Hungary should be a popular destination for investors with its qualified workforce, low prices, good location and infrastructure. Still the inflow of fresh capital from abroad is shaky. How do taxes fit into the picture?
The personal income tax will hopefully be reduced to a one-digit number in this governance period, Prime Minister Viktor Orbán announced recently on the openly right-oriented Kossuth Radio. The condition for the flat rate to fall under 10% is for economic growth to stay permanently over 4-6%. This is not impossible, he says.
At the same time Orbán spoke out for keeping the industry-specific extra taxes. “In our view everyone who earns a higher profit should take an accordingly higher share of the shared burdens as well,” he explained.
Lack of legal predictability keeps investment rates low
The interview gave important information for those investors who are considering the continuation of their engagement in Hungary or are to decide about a new location somewhere abroad, and thus are considering the Central and Eastern Europe, whole of Europe or global competition. The fact that the investment rate fell to a deep 16% last year, which is a dramatic number for the Hungarian economy, is primarily due to the lack of legal predictability, about which the reigning two-thirds-majority Fidesz does not seem to care much.
In order to reach his domestic political goals Orbán will take on conflicts with anyone, including the USA, the European Commission and the “evil multinationals”.
The investors should try their best to understand the Hungarian voters, who gave another four years of mandate to the headstrong prime minister.
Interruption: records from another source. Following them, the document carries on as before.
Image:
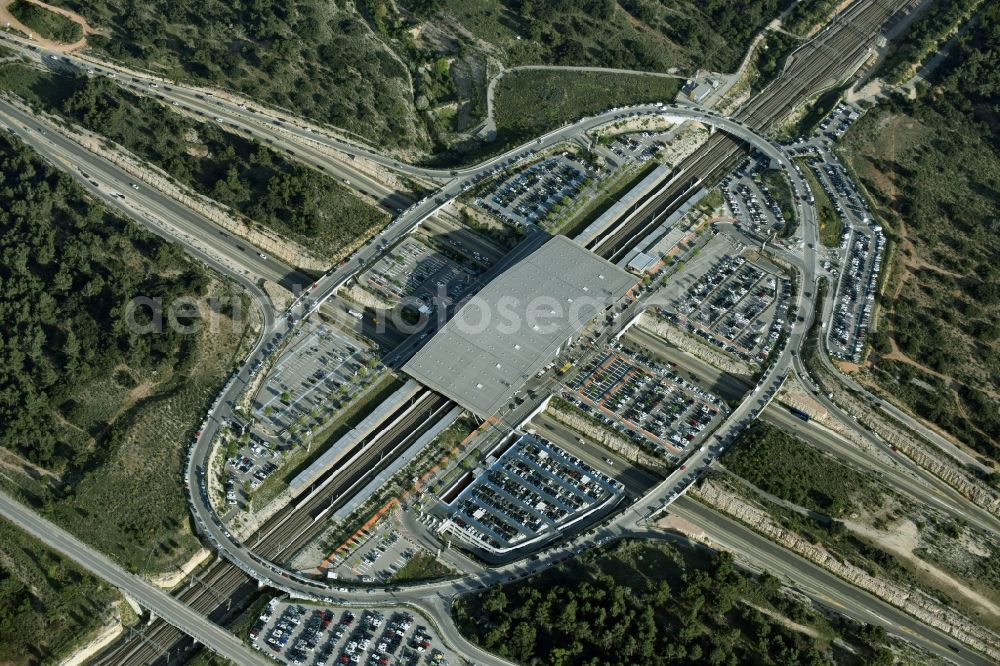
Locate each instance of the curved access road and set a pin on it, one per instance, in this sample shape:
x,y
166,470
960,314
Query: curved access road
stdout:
x,y
146,595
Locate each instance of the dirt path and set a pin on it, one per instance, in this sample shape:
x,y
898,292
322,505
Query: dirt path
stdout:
x,y
902,540
7,19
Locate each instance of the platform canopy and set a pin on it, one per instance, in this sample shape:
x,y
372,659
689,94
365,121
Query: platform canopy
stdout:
x,y
517,324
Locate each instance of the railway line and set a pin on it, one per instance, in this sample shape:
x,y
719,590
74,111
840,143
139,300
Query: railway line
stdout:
x,y
222,589
825,58
213,591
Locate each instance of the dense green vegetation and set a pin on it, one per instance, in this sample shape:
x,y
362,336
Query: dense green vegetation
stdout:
x,y
48,24
529,103
46,602
644,603
925,36
769,58
310,57
104,411
807,14
421,566
932,168
68,270
629,34
247,176
831,225
787,467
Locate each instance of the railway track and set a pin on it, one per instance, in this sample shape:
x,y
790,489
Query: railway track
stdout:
x,y
213,591
824,59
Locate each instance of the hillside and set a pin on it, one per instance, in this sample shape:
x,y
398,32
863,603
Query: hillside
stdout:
x,y
412,76
932,166
649,603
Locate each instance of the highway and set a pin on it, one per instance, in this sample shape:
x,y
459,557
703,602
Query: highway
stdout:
x,y
154,599
820,584
307,144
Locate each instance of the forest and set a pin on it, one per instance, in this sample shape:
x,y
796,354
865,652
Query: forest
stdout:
x,y
46,603
68,270
248,176
309,57
932,167
48,24
649,603
785,466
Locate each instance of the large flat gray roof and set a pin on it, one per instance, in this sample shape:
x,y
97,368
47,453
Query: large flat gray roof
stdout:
x,y
517,323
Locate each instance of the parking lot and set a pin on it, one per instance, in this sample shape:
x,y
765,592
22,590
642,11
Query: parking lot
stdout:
x,y
527,495
751,202
855,296
642,399
737,306
295,633
310,378
530,196
423,268
254,461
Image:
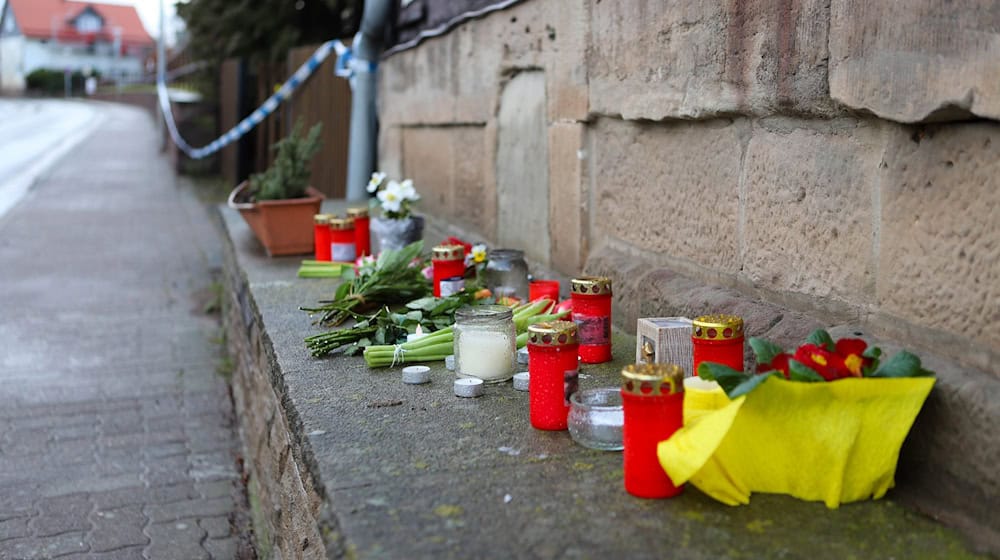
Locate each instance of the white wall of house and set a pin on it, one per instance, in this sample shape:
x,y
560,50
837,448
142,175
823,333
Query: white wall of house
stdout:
x,y
78,57
11,63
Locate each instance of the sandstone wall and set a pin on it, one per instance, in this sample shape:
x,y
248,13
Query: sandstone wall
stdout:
x,y
835,156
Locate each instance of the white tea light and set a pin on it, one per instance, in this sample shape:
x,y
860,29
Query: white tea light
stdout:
x,y
416,375
468,387
521,381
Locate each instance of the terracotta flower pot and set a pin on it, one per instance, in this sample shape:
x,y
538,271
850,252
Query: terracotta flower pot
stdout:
x,y
284,227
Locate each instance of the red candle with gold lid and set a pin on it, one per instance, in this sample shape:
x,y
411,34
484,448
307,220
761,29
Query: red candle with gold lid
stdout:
x,y
321,236
717,338
653,406
553,373
362,236
448,264
592,314
342,247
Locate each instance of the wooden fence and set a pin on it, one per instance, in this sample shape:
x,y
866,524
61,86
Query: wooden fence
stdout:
x,y
323,98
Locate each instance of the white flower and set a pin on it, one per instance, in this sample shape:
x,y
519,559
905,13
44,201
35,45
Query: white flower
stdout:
x,y
375,181
407,191
391,197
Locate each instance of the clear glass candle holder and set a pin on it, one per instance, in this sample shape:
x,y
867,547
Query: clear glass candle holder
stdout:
x,y
485,343
596,418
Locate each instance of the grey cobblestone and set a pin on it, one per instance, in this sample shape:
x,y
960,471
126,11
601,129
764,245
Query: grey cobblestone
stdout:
x,y
117,528
180,540
98,431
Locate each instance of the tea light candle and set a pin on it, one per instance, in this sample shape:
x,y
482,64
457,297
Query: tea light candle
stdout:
x,y
468,387
416,375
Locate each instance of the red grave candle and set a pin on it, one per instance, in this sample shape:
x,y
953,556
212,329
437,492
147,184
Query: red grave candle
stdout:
x,y
321,236
342,240
362,235
538,289
553,373
448,262
653,406
719,339
592,315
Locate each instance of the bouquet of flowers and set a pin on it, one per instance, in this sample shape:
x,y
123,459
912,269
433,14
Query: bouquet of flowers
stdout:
x,y
823,423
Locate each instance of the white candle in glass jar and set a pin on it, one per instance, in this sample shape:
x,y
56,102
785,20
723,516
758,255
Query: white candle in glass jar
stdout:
x,y
485,355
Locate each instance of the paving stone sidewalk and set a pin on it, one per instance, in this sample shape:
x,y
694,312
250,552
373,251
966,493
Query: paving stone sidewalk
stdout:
x,y
118,436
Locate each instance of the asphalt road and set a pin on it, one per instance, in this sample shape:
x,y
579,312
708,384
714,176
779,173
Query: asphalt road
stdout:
x,y
34,134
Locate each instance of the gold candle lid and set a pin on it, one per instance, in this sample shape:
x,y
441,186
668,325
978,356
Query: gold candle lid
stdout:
x,y
717,327
448,253
652,380
591,285
341,223
553,333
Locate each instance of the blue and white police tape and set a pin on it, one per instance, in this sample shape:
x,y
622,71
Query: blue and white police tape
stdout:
x,y
345,67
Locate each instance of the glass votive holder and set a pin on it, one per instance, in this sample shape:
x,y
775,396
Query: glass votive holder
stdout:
x,y
596,418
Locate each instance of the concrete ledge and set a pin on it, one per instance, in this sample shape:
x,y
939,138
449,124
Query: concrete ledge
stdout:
x,y
350,462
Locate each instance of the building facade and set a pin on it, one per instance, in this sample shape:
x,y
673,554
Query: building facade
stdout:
x,y
65,35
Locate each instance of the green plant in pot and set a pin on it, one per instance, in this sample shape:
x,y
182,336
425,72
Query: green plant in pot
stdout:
x,y
278,204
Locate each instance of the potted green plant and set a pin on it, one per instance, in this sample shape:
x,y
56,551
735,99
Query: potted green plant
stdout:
x,y
397,227
279,204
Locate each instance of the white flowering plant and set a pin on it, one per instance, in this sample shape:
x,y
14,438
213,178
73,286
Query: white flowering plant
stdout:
x,y
395,197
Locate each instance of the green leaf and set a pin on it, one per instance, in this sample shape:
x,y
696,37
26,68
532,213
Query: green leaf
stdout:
x,y
765,350
342,291
797,371
751,383
820,337
727,377
426,304
415,316
902,364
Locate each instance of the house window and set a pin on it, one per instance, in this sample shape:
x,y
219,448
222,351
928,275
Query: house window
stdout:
x,y
88,23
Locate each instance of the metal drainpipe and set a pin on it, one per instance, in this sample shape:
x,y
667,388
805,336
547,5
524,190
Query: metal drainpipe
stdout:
x,y
364,124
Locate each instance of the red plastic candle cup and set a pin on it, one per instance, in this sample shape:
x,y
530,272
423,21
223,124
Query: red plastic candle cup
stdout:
x,y
448,263
553,373
342,247
538,289
719,339
592,315
362,235
321,236
653,406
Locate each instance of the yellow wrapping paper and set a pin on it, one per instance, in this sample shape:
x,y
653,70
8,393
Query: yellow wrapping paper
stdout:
x,y
834,442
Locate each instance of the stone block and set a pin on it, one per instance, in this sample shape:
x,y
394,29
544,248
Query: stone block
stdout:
x,y
916,61
427,159
390,151
567,201
706,59
448,166
522,161
670,189
808,208
939,248
452,79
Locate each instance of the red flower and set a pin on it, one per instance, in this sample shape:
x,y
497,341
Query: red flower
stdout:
x,y
829,365
852,351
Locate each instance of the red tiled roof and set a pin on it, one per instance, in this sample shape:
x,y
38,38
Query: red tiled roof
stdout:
x,y
43,18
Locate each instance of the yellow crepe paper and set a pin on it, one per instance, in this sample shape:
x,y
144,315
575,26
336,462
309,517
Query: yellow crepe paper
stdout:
x,y
834,442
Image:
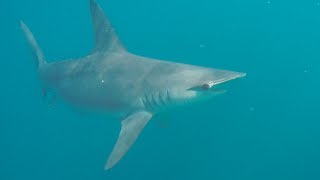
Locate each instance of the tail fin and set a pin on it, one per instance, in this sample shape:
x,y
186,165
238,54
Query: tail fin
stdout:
x,y
36,51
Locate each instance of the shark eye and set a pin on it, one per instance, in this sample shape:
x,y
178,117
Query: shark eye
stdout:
x,y
205,86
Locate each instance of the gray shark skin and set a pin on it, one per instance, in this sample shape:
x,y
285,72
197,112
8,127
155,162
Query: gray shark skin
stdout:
x,y
113,80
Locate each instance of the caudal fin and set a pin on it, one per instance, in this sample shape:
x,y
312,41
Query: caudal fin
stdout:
x,y
36,51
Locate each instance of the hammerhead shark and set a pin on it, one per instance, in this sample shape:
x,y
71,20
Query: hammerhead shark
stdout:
x,y
134,88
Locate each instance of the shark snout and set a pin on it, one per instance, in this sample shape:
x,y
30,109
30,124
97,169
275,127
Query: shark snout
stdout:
x,y
225,76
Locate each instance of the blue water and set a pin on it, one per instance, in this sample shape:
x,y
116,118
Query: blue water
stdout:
x,y
266,127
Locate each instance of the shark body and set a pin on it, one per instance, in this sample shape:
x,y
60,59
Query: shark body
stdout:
x,y
113,80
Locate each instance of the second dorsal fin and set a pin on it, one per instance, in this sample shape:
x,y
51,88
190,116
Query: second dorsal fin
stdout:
x,y
105,37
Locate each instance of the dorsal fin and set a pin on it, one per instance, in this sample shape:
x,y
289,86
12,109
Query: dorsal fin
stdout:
x,y
105,37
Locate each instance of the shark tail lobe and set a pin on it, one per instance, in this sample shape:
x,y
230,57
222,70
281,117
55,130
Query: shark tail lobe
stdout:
x,y
36,51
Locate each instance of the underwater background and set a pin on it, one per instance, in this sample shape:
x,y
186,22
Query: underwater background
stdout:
x,y
266,127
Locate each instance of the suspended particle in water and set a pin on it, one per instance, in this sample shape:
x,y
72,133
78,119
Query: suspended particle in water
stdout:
x,y
251,109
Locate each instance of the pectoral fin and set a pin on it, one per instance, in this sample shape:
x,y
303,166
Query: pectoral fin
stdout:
x,y
130,130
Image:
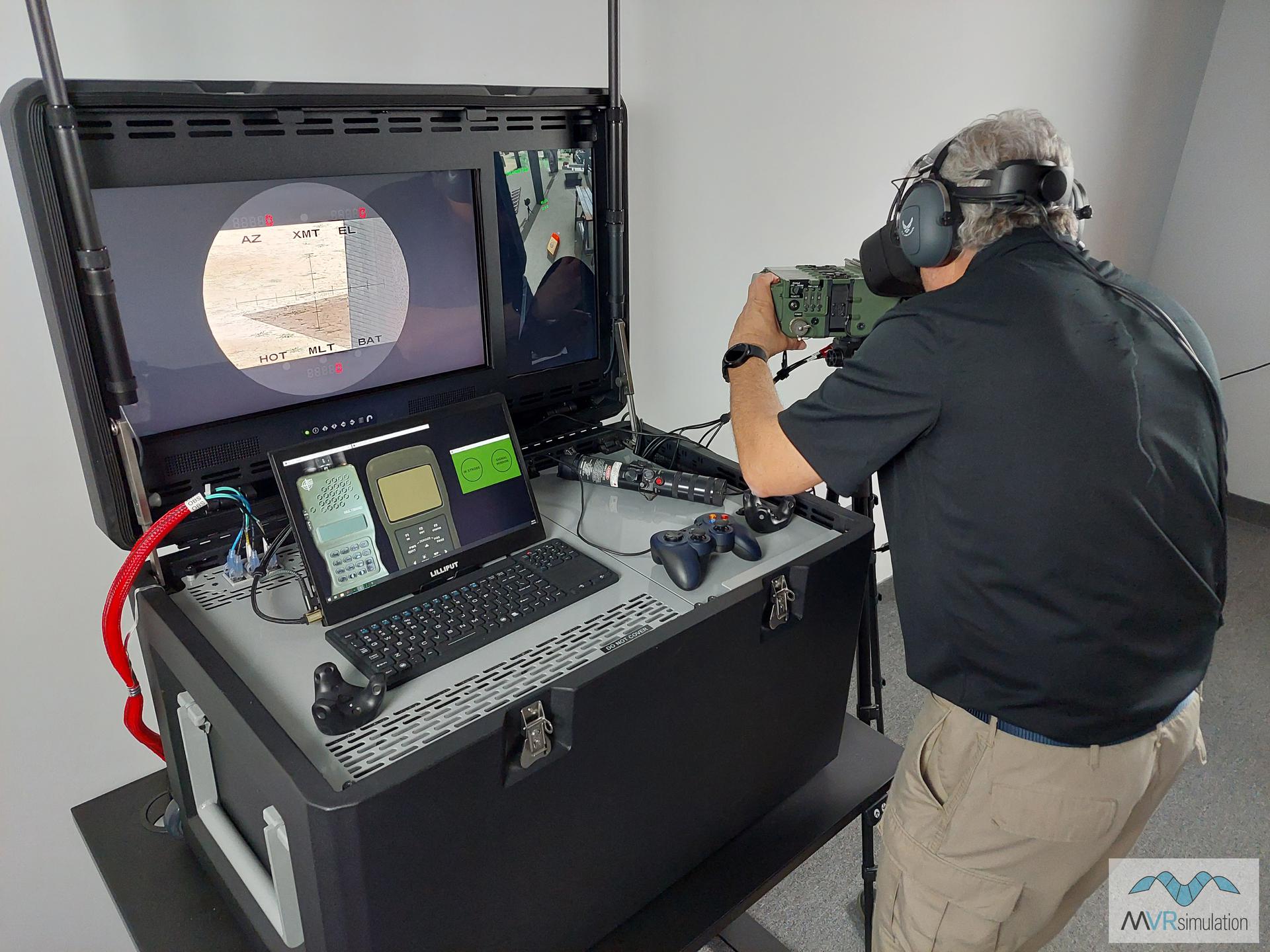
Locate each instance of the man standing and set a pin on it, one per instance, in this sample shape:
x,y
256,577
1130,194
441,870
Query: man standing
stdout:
x,y
1050,475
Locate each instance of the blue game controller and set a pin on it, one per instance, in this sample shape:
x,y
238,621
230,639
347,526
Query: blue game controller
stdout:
x,y
683,553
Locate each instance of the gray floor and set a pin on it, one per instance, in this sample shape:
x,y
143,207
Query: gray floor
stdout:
x,y
1220,810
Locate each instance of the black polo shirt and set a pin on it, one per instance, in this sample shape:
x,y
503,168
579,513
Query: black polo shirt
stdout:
x,y
1049,477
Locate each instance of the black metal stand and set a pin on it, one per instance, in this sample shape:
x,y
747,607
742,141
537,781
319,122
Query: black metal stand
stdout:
x,y
869,684
746,935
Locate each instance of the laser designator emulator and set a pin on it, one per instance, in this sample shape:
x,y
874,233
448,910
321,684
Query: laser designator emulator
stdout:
x,y
413,506
826,301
Orbán quickly began to do his duty, by making RTL Klub and the whole media sector bleed as the first victim of his third legislation period, because “it is only fair that the HUF 10 billion special taxes will be collected from a sector that is working with huge profit margins”.
So this is what an investor in Hungary needs to understand: if something smells like “extra profit” in today’s Hungary controlled by Fidesz, there will sooner or later be an extra tax introduced at a random rate. We have to note with regard to “randomness” that Hungarian taxation law usually does not allow free allowances (with the result that even on the minimal wage people only get to keep two-thirds as a net amount), in the same way as it is customary in Germany or Austria, whereas special taxes and surcharges can quickly get out of hand.
Orbán: “This is not about economic constraints, it’s about justice”
The ten billions recently pumped out of the media sector seem to be meagre compared to the special taxes applied after 2010 because of the financial crisis to the trade, energy and telecommunication sectors, not to mention the several hundred billions that the Hungarian state got (back) from the banks.
Orbán’s attitude can be seen in his comment in the radio interview: “This is not about economic constraints, it’s about justice.” He can even understand the protests of those burdened by the tax; no one likes to pay taxes, after all.
This is the same Viktor Orbán who likes to clear all difficulties that could limit their competitiveness from the path of the “good multinationals” signed as strategic partners. After his policy of cutting utility costs influenced the energy costs of companies rather negatively on the free market, today Orbán is a loud promoter of a Europe that needs to enter into competition with the USA in terms of energy prices. No specific plans are known yet, but the investors would value it if the service of stable networks was secured. About the topics of competitiveness and taxes the feelings are similarly ambivalent.
Hungary’s fiscal ratio is above the OECD average
The most efficient tax rate for multinationals is usually under 10 percent, thanks to many tax optimisation and benefit initiatives, but these are not available for small and medium companies. The especially competitive countries show in many cases a low tax and fee rate; the average of the 30 OECD countries for this rate was 34.6% compared to economic output in 2012. Hungary’s fiscal rate is 38.9%, so far above the OECD average that it hardly speaks out for the country’s competitiveness.
With this result Hungary can rather compete with Berlin or Vienna (which reached 37.6% and 43.2%) and not with Prague or Warsaw (35.5% and 32.3%), not even to mention Bratislava: The rate of taxes and fees in Slovakia reached only 28.5% of Gross Domestic Product (GDP) in 2012, allowing our northern neighbours to play in the same league with Switzerland and the United States. (See our graphic on the previous page)
It is particularly interesting that Hungary belongs to those countries that heavily rely on their taxpayers. It is true that the high score of the fiscal ratio (40.3%) was reached in the black year 2008, but the 38.9% recently calculated by the OECD is again two points higher than the income of 2011 – thanks to the more modest choices of the Bajnai government the fiscal rate was reduced to 37.1% after the outbreak of the crisis in Hungary.
Tax income from turnover and profits is another story. In Germany these incomes reached 11.4% of Gross Domestic Product in 2012 and almost one third of the total taxation income. In Hungary on the other hand they fell back from their highest value at 10.4% in the crisis year 2008 to only 6.6%. So in this area Hungary did make a lot of progress, balanced out with the tax duty on products and services, which reached an absolute high score at 17.5% of GDP.
This way the circle is closed: The unified tax on income may be halved in the middle term, but on the other hand the higher tax burdens that are much more relevant for the concurring companies are staying. After all, the government has to cover its costs somehow.